I left, and the wait to be expelled began. I couldn’t believe Olivia was pregnant, just as I couldn’t believe she’d sucked off Cottler or anyone else at Winesburg other than me. But whether or not it was true that she was pregnant—pregnant without telling me; pregnant, as it were, overnight; pregnant perhaps before she even got to Winesburg; pregnant, quite
impossibly, like their Virgin Mary—I’d myself been drawn into the vapidity not merely of the Winesburg College mores but of the rectitude tyrannizing my life, the constricting rectitude that, I was all too ready to conclude, was what had driven Olivia crazy. Don’t look to the family for the cause, Ma—look to what the conventional world deems impermissible! Look to me, so pathetically conventional upon his arrival here that he could not trust a girl because she blew him!

M
y room. My room, my home, my hermitage, my tiny Winesburg haven—when I reached it that Friday after a trek more laborious than I’d been expecting up a mere three and a half flights of stairs, I found the bedsheets and blankets and pillows strewn in every direction and the mattress and the floor overspread with the contents of my dresser drawers, all of which were flung wide open. Undershirts, undershorts, socks, and handkerchiefs were wadded up and scattered across the worn wooden floor along with shirts and trousers that had been pulled with their hangers from my tiny alcove of a closet and hurled everywhere. Then I saw—in the corner under the room’s high little window—the
garbage: apple cores, banana skins, Coke bottles, cracker boxes, candy wrappers, jelly jars, partially eaten sandwiches, and torn-off chunks of packaged bread smeared with what at first I took to be shit but was mercifully only peanut butter. A mouse appeared from amid the pile and scuttled under the bed and out of sight. Then a second mouse. Then a third.

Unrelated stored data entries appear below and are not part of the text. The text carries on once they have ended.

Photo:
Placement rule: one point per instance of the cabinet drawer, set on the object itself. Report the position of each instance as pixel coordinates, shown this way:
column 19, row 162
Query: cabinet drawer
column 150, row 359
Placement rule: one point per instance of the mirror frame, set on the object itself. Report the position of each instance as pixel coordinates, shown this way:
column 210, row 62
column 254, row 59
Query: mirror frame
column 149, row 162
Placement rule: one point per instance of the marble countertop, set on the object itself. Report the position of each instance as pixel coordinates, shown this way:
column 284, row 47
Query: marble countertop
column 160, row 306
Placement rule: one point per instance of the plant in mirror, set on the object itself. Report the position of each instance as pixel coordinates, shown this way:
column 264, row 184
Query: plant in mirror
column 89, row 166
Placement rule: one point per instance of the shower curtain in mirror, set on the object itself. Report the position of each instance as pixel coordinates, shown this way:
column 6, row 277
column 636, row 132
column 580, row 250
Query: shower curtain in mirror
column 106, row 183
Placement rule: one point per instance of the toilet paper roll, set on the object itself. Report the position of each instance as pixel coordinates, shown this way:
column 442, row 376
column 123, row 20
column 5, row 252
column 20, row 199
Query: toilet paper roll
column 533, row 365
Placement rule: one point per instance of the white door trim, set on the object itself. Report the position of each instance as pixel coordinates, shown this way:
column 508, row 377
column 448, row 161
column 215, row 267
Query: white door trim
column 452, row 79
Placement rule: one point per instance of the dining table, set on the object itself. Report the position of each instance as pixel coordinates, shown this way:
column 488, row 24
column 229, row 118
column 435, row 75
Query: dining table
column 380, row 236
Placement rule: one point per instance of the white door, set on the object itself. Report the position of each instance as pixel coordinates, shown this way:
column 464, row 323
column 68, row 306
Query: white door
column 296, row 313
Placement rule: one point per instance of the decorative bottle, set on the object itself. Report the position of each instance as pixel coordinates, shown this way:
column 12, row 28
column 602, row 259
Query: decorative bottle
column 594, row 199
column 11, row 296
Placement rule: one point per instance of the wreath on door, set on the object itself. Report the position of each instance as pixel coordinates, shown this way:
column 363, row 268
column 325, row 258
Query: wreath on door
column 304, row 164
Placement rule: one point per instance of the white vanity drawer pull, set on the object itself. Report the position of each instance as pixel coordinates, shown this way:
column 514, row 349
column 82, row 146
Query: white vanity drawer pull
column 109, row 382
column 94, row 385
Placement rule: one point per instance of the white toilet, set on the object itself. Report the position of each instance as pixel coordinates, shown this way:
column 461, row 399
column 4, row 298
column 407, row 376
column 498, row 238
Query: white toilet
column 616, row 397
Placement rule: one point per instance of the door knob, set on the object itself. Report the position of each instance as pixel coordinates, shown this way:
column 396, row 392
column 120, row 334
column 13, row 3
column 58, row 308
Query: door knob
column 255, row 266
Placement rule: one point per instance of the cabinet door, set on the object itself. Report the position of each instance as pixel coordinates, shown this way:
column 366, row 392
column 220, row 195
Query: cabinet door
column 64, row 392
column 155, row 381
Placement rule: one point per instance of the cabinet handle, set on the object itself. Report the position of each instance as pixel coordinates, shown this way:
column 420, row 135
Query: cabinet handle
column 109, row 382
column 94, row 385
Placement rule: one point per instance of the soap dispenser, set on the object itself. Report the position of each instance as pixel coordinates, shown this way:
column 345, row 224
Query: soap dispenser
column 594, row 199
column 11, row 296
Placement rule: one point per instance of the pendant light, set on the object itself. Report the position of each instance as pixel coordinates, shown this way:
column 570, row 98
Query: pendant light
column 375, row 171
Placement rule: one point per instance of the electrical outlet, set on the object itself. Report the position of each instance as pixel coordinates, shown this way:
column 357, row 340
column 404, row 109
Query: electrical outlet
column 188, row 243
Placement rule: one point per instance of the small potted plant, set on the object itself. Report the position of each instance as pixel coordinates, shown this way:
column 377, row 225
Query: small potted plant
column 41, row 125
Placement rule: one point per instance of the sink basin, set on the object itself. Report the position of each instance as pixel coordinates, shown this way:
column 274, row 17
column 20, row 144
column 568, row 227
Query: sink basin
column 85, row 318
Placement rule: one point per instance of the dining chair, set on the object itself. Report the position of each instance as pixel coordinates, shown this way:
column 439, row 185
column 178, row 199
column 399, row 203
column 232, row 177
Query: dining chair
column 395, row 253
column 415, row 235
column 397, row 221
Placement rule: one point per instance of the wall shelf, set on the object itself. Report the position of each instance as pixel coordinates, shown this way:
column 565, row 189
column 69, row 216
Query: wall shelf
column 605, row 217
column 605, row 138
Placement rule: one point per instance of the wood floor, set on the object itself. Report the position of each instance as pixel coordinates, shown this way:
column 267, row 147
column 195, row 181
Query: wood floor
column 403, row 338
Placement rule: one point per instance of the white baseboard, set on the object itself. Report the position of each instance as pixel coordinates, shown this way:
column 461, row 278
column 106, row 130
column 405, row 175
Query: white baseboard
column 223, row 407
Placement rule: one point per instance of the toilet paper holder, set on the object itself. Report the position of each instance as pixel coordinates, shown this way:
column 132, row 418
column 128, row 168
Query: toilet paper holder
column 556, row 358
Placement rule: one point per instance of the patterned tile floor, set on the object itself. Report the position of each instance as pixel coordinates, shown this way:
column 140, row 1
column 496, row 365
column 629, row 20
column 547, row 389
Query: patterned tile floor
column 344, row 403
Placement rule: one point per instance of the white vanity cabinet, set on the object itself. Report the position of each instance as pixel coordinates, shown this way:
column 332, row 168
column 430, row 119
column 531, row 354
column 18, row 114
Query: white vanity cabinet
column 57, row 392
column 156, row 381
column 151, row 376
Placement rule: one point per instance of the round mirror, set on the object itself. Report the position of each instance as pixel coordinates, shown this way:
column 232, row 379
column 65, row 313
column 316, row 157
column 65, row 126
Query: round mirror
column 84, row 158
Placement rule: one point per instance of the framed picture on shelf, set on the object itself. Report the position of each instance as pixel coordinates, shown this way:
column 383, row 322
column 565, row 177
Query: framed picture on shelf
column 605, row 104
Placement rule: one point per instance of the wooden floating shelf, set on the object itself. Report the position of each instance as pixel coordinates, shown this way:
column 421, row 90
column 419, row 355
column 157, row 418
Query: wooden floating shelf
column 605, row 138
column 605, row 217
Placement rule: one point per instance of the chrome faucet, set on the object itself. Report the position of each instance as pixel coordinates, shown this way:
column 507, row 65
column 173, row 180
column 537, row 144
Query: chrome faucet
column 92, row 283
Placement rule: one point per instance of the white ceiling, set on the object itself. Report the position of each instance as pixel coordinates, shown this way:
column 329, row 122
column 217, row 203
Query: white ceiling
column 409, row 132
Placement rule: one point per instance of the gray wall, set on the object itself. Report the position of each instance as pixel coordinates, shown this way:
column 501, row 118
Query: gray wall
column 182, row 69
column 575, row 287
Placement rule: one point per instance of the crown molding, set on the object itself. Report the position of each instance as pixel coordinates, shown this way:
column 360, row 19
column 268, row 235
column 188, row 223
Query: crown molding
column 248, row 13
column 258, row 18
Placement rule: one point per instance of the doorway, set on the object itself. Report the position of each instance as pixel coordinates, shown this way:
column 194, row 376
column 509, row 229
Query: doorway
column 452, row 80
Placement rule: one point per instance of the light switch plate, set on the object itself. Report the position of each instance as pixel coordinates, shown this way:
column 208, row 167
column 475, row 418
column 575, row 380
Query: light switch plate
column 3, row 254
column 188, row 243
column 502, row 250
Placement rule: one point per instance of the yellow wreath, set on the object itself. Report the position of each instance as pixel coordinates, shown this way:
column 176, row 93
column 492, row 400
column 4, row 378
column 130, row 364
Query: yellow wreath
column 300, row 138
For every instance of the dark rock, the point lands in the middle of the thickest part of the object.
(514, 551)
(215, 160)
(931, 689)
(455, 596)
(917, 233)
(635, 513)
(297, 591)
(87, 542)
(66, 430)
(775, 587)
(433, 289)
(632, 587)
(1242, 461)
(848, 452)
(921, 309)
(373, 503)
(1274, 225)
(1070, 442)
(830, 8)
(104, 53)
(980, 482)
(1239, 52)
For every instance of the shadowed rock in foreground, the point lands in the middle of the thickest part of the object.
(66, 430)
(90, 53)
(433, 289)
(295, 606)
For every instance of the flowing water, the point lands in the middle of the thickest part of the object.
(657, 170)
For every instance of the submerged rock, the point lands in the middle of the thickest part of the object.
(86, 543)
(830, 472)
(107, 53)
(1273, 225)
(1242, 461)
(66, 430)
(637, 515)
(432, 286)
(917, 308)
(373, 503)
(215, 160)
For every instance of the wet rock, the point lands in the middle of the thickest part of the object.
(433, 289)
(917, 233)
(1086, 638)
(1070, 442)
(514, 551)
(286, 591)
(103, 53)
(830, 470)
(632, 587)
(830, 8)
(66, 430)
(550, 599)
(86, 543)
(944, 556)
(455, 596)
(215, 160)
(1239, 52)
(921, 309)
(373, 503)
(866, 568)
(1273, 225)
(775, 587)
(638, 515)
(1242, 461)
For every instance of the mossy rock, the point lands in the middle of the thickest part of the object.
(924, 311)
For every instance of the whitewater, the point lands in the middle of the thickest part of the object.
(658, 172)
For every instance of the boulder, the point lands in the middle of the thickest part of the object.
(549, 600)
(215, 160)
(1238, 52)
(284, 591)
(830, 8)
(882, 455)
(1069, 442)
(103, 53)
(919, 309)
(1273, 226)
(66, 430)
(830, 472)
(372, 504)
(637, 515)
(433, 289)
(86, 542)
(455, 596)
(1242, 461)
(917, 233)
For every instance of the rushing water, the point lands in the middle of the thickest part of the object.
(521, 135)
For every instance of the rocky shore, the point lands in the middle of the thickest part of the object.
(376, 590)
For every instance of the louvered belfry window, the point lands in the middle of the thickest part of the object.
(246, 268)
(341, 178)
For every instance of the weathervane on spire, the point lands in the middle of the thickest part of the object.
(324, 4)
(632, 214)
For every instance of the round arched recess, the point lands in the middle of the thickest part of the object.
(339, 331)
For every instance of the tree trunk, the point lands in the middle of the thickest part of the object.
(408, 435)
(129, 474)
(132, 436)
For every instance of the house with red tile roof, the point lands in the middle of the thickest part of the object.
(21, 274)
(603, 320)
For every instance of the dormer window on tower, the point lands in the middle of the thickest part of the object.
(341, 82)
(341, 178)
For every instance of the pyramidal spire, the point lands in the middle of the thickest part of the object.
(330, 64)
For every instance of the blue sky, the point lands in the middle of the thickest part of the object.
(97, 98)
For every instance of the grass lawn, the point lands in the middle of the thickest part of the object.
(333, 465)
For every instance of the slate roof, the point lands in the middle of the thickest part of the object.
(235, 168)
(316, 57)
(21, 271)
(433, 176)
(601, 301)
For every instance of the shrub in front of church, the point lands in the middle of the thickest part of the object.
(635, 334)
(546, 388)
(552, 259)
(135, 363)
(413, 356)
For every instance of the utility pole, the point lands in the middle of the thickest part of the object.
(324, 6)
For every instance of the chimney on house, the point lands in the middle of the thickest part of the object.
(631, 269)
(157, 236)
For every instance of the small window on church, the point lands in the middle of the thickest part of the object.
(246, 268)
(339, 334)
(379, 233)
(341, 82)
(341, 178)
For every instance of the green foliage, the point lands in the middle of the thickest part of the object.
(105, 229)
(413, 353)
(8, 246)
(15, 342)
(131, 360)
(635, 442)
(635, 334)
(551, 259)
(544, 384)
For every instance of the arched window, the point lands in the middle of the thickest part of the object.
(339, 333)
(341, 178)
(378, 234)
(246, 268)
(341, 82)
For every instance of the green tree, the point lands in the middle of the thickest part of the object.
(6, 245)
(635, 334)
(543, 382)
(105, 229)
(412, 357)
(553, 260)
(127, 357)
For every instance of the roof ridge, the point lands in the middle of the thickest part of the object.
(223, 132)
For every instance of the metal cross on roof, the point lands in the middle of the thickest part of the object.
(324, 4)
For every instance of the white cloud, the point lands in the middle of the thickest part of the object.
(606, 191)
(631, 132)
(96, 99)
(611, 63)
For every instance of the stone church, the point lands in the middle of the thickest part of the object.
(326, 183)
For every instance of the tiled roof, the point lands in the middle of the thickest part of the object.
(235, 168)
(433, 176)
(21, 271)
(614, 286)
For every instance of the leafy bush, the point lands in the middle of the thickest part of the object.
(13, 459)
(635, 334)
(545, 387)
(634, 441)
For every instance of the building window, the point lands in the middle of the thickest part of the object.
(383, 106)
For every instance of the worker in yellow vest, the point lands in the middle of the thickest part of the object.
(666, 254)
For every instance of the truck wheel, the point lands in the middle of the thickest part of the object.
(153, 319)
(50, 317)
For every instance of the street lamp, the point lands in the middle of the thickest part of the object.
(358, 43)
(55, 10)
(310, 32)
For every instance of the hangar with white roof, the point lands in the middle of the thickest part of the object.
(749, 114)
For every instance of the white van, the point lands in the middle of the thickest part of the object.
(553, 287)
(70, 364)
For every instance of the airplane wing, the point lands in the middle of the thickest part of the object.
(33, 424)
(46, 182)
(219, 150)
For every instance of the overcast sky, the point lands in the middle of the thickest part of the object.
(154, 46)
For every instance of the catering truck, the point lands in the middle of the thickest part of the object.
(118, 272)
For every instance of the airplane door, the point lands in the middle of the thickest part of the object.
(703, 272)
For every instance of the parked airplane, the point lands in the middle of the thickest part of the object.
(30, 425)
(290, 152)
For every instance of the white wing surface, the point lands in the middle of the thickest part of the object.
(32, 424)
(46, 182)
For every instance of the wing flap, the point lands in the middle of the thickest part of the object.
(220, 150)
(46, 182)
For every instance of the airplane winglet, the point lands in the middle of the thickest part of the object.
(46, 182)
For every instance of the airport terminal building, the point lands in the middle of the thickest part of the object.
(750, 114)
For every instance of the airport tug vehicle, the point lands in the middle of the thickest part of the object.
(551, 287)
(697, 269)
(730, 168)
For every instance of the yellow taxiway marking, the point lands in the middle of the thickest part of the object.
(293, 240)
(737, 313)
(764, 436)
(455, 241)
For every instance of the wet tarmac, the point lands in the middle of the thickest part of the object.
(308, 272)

Olivia. In a rage with my mother and me, Olivia had come to ransack and besmirch my room and then gone off to commit suicide. It horrified me to think that, crazed with rage as she was, she could have finished off this lunatic fiasco by slicing open her wrists right there on my bed.

There was a stink of rotting food, and another smell, equally strong, but one that I couldn’t identify right off, so stunned was I by what I saw and surmised. Directly at my feet was a single sock turned inside out. I picked up the sock and held it to my nose. The sock, congealed into a crumpled mass, smelled not of feet but of dried sperm. Everything I then picked up and held to my nose smelled the same. Everything had been steeped in sperm. The hundred dollars’ worth of clothing that
I’d bought at the College Shop had been spared only because they’d been on my back when I went off to the infirmary with appendicitis.